Tree Rotation: How AVL & Red-Black Trees Self-Balance

Summary

For a balanced binary search tree (e.g. AVL, Red-Black) to stay balanced, it has to enforce certain constraints that keep the tree height near log(n). The specific constraints differ between AVL and Red-Black, but both rely on tree rotation as the underlying primitive for restoring balance.

Base Structure

class Node():
    def __init__(self, data):
        self.data = data
        self.parent = None
        self.left = None
        self.right = None

Rotation

Tree rotation preserves the in-order traversal

This invariant — that rotation preserves the in-order traversal — is what makes rotation safe to use as a building block: any tree that comes out of a rotation is still a valid BST, so balancing logic only has to worry about height, never about correctness.

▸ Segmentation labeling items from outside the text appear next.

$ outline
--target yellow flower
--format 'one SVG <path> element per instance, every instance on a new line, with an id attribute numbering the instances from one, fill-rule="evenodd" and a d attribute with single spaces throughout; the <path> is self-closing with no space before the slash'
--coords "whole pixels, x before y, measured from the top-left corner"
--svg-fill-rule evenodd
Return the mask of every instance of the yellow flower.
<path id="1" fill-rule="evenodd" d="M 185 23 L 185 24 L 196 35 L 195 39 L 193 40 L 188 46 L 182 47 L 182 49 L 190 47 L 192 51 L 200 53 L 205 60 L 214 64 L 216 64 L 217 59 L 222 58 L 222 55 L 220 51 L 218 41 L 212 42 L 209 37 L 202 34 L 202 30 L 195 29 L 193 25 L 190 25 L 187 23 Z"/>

# TNULL is the Red-Black sentinel (always BLACK). For just the
# rotation primitive shown here, you could replace it with None.

def rotate_left(self, curr):
    r = curr.right
    curr.right = r.left

    if r.left != self.TNULL:
        r.left.parent = curr

    r.parent = curr.parent

    if curr.parent == None:
        self.root = r
    elif curr == curr.parent.left:
        curr.parent.left = r
    else:
        curr.parent.right = r

    r.left = curr
    curr.parent = r

def rotate_right(self, curr):
    l = curr.left
    curr.left = l.right

    if l.right != self.TNULL:
        l.right.parent = curr

    l.parent = curr.parent

    if curr.parent == None:
        self.root = l
    elif curr == curr.parent.right:
        curr.parent.right = l
    else:
        curr.parent.left = l

    l.right = curr
    curr.parent = l

Cases for Rotation

All cases below assume the right subtree is heavier (deeper), so each one rebalances by shifting weight to the left. The mirror cases (left-heavy) work symmetrically by swapping left/right in the logic.

In standard AVL terminology: Cases 1 and 2 are both “right-right” (RR) patterns — handled by a single left rotation — distinguished here by whether the rotation changes the subtree’s root height. Case 3 is the “right-left” (RL) pattern, which needs a double rotation.

Case 1 — x height diff 2, y height diff 1

Case 1 — x is unbalanced (Δheight = 2); a single rotation rebalances x, but the subtree’s root height changed

From x’s point of view, the two subtrees below have a height difference of 2, which means a balancing procedure must run.

After the rebalance, the subtree root’s height has changed — so the procedure must recurse upward to check whether the rotation broke the parent subtree’s balance.

Case 2 — x height diff 2, y balanced

Case 2 — x is unbalanced (Δheight = 2); a single rotation rebalances and the subtree’s root height is unchanged

Same trigger as Case 1, but y is balanced (Δheight = 0). A single rotation rebalances the subtree, and the root height doesn’t change — so no recursion upward is needed; the parent subtree is unaffected.

Case 3 — single rotation isn’t enough; needs a double

Case 3 — single rotation doesn’t fix the imbalance; needs a double rotation

Δheight is still 2 at x, but this time the shape is such that a single rotation would just move the imbalance to the other side. A double rotation is required: rotate the child first, then the parent.

As in Case 1, the subtree root’s height changes after rebalancing, so the procedure must recurse upward to check whether the rotation broke the parent subtree’s balance.